The volume of distribution of ceftriaxone is 7–12 L. Concentrations well above the MIC for most important pathogens are found in tissues including the lungs, heart, biliary tract, liver, tonsils, middle ear and nasal mucosa, bone, as well as cerebrospinal, pleural and synovial fluids, and prostatic secretion. An increase in mean Cmax of 8–15% was observed with repeated administration; steady state was reached in most cases within 48–72 hours, depending on the route of administration.
Penetration into individual tissues.
Ceftriaxone penetrates the meninges. Penetration is more pronounced in cases of inflammation of the meninges. The mean Cmax of ceftriaxone in the cerebrospinal fluid in patients with bacterial meningitis is up to 25% of that in plasma compared to 2% in patients without inflammation of the meninges. Cmax of ceftriaxone in the cerebrospinal fluid is reached approximately 4-6 hours after intravenous injection.

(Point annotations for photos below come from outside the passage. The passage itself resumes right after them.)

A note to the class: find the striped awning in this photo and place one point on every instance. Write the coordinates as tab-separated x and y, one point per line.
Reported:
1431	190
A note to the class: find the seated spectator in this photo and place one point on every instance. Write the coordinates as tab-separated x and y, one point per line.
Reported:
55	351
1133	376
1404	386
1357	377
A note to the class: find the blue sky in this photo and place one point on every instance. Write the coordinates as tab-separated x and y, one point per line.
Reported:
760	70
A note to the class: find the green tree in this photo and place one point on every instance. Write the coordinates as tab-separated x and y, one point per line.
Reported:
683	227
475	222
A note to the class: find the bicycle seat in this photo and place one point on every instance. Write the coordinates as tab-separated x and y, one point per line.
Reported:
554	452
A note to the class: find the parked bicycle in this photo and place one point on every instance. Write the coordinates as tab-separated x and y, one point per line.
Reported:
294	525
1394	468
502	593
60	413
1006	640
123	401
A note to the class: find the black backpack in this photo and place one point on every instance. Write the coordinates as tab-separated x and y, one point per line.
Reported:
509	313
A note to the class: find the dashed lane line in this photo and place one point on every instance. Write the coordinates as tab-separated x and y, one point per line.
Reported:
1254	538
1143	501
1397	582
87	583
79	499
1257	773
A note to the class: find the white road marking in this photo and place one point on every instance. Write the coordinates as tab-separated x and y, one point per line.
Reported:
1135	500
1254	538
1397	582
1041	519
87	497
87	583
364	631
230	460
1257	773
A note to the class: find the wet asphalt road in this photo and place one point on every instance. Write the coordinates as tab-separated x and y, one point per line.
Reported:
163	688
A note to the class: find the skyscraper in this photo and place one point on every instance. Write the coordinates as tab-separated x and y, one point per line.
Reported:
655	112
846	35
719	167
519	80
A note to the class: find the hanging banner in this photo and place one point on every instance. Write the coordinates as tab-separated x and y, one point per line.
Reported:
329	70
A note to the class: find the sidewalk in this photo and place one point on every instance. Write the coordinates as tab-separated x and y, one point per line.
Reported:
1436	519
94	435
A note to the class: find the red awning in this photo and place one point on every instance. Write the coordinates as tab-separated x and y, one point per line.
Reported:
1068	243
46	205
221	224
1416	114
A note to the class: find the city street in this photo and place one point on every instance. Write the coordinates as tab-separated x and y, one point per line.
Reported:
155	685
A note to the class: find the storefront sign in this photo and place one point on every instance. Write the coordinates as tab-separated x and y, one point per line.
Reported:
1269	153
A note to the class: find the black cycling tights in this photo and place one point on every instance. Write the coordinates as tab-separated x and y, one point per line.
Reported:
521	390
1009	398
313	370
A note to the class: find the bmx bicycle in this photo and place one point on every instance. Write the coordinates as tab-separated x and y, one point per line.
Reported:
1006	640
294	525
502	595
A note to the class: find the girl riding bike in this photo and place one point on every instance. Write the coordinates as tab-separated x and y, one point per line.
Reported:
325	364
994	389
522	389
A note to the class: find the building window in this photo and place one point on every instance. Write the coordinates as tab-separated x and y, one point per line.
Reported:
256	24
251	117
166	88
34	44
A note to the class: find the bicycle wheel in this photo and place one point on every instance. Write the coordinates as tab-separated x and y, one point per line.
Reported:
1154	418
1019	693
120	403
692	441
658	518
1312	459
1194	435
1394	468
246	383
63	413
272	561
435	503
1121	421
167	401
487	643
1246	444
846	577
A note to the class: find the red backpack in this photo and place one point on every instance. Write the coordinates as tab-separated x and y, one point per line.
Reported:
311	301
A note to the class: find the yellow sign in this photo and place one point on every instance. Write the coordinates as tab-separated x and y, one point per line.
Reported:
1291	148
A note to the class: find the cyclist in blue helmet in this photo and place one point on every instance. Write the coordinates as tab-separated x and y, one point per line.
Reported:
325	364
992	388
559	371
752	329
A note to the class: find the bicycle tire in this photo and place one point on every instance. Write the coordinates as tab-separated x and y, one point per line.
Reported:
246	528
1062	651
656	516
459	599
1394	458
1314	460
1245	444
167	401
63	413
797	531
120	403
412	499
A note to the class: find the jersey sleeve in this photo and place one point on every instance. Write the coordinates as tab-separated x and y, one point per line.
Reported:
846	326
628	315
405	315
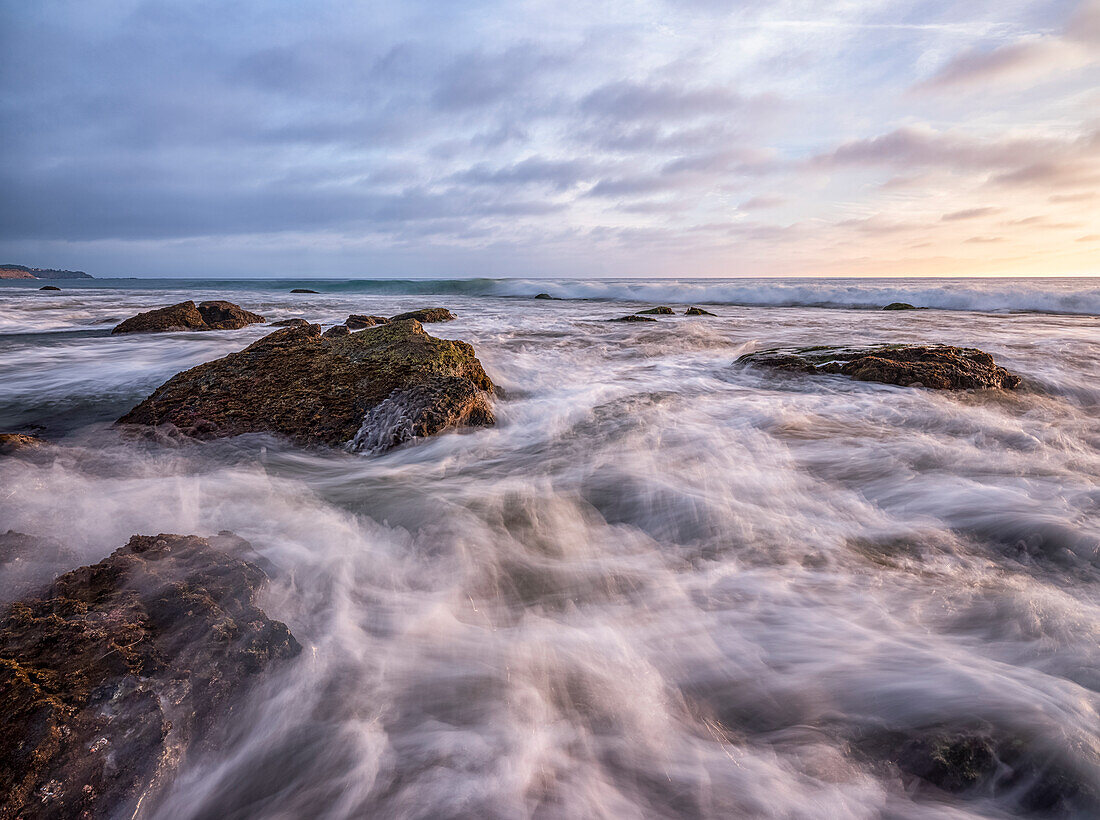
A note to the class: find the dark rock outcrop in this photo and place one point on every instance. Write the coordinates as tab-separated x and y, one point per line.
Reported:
358	321
110	673
987	762
322	390
426	315
13	443
938	367
215	315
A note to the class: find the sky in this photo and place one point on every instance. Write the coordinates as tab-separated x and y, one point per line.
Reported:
551	138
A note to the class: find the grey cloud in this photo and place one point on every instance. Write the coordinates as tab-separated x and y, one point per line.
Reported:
969	214
762	203
628	101
558	174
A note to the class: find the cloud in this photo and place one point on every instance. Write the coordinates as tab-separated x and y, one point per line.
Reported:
1015	63
761	203
968	214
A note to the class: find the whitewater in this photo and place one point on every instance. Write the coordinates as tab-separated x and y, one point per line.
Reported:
662	586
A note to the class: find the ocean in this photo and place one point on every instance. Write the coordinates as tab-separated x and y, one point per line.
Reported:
661	586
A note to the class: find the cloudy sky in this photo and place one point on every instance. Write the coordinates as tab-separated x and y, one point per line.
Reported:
685	138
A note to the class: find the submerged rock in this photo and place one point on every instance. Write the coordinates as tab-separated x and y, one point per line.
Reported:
215	315
114	669
12	443
426	315
938	367
356	321
318	389
988	762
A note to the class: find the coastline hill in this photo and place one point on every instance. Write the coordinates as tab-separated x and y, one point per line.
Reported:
22	272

Ceftriaxone crosses the placental barrier and is expected to be present in low concentrations in breast milk (see section "Use during pregnancy or lactation").
Protein binding.
Ceftriaxone is reversibly bound to albumin. Plasma protein binding is approximately 95% at plasma concentrations below 100 mg/L. Binding is saturable and the extent of binding decreases with increasing concentration (to 85% at plasma concentrations of 300 mg/L).
Metabolism.
Ceftriaxone is not subject to systemic metabolism, but is converted into inactive metabolites by the intestinal flora.
Breeding.
The total plasma clearance of ceftriaxone (bound and unbound) is 10–22 ml/min. Renal clearance is 5–12 ml/min. 50–60% of ceftriaxone is excreted unchanged by the kidneys, primarily by glomerular filtration, 40–50% is excreted unchanged in the bile. The elimination half-life (T1/2) of ceftriaxone in adults is about 8 hours.
Special categories of patients.
Patients with renal or hepatic insufficiency.

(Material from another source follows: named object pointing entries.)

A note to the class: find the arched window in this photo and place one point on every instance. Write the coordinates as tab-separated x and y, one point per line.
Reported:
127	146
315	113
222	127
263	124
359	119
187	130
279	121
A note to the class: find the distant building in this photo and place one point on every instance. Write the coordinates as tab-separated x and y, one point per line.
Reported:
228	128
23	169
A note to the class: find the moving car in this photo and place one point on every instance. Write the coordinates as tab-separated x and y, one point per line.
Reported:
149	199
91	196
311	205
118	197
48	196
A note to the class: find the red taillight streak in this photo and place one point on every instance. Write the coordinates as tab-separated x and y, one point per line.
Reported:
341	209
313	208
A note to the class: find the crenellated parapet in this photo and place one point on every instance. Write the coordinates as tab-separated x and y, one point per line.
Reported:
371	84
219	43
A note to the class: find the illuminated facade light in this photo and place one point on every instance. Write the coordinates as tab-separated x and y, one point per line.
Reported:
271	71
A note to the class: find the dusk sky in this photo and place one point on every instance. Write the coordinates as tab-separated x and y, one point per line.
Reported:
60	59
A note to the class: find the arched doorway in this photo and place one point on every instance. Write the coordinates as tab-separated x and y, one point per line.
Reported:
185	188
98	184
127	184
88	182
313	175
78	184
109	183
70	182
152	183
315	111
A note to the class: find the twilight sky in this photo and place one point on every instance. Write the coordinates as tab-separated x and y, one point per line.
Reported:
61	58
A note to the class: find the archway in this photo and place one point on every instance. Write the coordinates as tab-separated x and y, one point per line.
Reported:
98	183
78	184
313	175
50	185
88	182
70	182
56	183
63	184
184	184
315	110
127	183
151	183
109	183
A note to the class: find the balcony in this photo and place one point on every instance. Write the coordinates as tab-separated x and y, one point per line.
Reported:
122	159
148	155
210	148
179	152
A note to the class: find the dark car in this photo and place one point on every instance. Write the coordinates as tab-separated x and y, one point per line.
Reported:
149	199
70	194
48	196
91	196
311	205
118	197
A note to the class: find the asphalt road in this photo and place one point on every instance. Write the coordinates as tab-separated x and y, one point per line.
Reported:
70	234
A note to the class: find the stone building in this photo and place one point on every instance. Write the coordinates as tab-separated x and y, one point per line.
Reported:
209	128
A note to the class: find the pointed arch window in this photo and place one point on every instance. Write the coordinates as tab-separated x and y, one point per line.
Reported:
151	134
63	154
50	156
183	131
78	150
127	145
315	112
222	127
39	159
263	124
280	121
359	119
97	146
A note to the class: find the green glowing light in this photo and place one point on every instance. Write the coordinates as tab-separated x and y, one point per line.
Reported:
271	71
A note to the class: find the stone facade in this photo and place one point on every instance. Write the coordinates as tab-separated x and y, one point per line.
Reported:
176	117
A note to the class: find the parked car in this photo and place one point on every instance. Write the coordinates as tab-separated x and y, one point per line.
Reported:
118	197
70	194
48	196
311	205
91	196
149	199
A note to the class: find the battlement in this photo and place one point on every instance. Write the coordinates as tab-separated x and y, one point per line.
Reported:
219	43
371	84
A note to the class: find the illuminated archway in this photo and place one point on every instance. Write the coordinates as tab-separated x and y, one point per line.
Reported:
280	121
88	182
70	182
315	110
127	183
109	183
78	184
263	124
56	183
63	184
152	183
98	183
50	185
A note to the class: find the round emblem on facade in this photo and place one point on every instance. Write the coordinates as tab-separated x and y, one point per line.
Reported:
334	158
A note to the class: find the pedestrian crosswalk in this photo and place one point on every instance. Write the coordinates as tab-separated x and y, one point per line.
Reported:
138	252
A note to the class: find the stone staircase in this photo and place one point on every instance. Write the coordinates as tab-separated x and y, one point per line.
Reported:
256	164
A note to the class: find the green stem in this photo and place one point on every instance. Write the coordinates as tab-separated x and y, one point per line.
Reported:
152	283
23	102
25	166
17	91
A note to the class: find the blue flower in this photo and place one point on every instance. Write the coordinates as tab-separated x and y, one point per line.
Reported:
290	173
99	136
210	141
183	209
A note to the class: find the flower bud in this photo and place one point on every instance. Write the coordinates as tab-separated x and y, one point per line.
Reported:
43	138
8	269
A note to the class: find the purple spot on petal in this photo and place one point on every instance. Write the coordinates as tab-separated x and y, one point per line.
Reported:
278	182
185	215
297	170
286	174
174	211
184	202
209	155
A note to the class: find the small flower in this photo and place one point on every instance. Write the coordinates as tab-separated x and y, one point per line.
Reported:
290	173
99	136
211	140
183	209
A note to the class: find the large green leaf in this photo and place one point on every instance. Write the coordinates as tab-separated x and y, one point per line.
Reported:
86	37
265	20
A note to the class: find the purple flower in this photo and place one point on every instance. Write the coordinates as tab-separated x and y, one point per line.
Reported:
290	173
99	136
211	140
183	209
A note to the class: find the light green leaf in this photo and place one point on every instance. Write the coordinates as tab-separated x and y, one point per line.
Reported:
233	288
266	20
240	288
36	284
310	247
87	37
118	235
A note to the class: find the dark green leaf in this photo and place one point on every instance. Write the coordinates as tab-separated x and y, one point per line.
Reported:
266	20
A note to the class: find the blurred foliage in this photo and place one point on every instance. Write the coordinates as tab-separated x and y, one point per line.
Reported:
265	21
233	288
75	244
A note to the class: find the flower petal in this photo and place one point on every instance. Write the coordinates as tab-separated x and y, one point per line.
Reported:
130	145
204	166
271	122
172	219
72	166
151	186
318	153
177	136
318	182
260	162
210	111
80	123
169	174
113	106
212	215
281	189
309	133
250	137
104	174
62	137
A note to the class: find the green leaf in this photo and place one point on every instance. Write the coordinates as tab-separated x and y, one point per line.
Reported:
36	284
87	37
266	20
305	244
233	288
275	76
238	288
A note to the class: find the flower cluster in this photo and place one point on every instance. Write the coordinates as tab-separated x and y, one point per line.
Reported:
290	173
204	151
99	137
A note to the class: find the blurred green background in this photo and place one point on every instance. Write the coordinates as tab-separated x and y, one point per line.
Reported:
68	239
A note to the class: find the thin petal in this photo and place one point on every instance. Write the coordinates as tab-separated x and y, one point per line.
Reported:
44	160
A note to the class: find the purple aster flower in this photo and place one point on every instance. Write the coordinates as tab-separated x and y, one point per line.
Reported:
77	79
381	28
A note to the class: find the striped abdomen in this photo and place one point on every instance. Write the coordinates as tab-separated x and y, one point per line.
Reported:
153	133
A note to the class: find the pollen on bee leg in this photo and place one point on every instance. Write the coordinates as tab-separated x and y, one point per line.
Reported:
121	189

In patients with impaired renal and hepatic function, the pharmacokinetics of ceftriaxone are slightly altered: only a slight increase in T1/2 (less than 2-fold) is noted, even in patients with severe renal impairment.
The moderate increase in T1/2 in renal impairment is due to a compensatory increase in extrarenal clearance resulting from reduced protein binding and a corresponding increase in extrarenal clearance of total ceftriaxone.
In patients with impaired liver function, the half-life of ceftriaxone is not increased due to a compensatory increase in renal clearance. This is also due to an increase in the free fraction of ceftriaxone in plasma, which contributes to a paradoxical increase in the total clearance of ceftriaxone with an increase in the volume of distribution.
Elderly patients.
In patients aged 75 years and older, the mean T1/2 is usually 2–3 times higher than in younger adults.
Children.
The half-life of ceftriaxone is prolonged in neonates to 14 days. The level of free ceftriaxone may further increase as a result of factors such as decreased glomerular filtration and impaired protein binding. In children, the half-life is shorter than in neonates or adults.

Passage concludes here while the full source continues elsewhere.